Weaving the Web

November 18, 2005
Rev. Amy Zucker Morgenstern

Usually, on the Sundays I’m not at UUCPA, I like to sleep in. On November 6, though, I was up at 5:15 a.m. and on the road at 6, headed to San Francisco to walk a half marathon. By the time I would have been starting the second service, I had crossed the finish line and was heading back to my car, having had a spiritual experience worthy of the best Sunday morning.

I am not an athlete and have never aimed to be. I chose to walk in this race because twelve weeks before, I had resolved to become healthier and stronger, and I needed a concrete goal to spur me to keep exercising. The best I hoped for was to finish: to walk 13.1 miles without stopping. Or so I told myself. Around mile 9, as I realized that I would truly be one of the last to finish — if I finished — I felt a little tug in my middle as pride I hadn’t quite realized was still there let go its grip and fell away. There on the Golden Gate Bridge, padding along in the misty rain, I realized how often I avoid suffering that wound to my pride by simply not doing things that I can’t do superlatively. I had already accomplished my main goal; I felt how much more fit I was every time I ran up a flight of stairs. And I was soon to accomplish my second goal and complete a half marathon. But it wasn’t easy for me to leave it at that — to honor my own aims and accomplishments and not mind that not only was I not the best in the field, I was just about the worst (1505th out of a field of 1510, to be exact). That realization was a revelation, and one that I hope will make me a little more free, and you too.

I’d like to keep walking half marathons, and I’ll also aim to walk them a little faster each time. Will I be able to make those the only goals — to compete only against myself and not against anyone else? Will I be able to pry myself away from seeing life as a race to be won or lost?

The president of my previous congregation once gave a sermon in which he urged us not to shy away from mediocrity. Some of the most fun things in our lives can be things we don’t do particularly well, he pointed out (and played his flute to prove it). What a shame if we avoided them for no better reason than a foolish insistence on excellence in everything.

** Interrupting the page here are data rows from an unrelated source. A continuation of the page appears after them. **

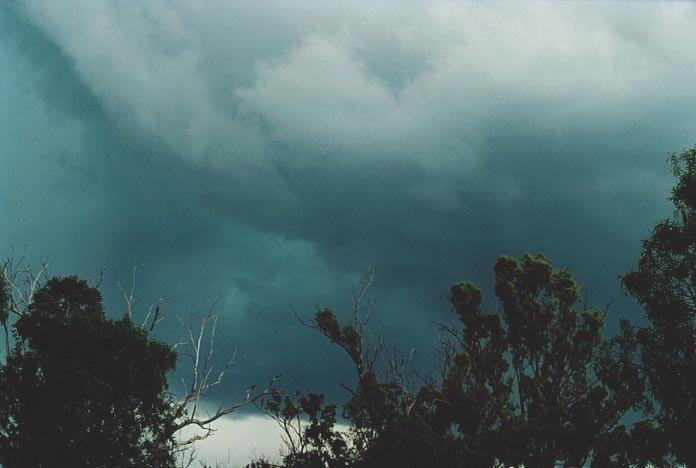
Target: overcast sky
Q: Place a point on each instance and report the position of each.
(270, 151)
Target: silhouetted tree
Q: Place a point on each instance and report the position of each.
(664, 283)
(525, 387)
(80, 389)
(565, 411)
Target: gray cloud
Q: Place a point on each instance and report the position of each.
(271, 151)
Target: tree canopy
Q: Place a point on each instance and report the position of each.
(80, 389)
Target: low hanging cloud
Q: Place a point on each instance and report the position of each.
(271, 150)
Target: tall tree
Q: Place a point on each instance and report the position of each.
(664, 283)
(80, 389)
(525, 387)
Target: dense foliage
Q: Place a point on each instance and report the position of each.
(79, 389)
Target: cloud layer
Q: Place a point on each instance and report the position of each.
(270, 151)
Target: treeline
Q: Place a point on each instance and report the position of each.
(536, 384)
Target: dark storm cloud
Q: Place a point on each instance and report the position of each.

Excellence is important in its place, and so is competition. But I look around this valley of ours and see how often we compete needlessly. I wonder how many other people avoid doing things that they enjoy, or would enjoy, only because they’re not very good at them, or as good as most other people. Even as a congregation, we have trouble celebrating all the wonderful things we do because we want to do everything perfectly. Yet we don’t need to do everything perfectly, or even superlatively, in order to do what is important to us and do it well enough. I hope as we walk together, we can forget about going for every blue ribbon and keep an eye on our true goals.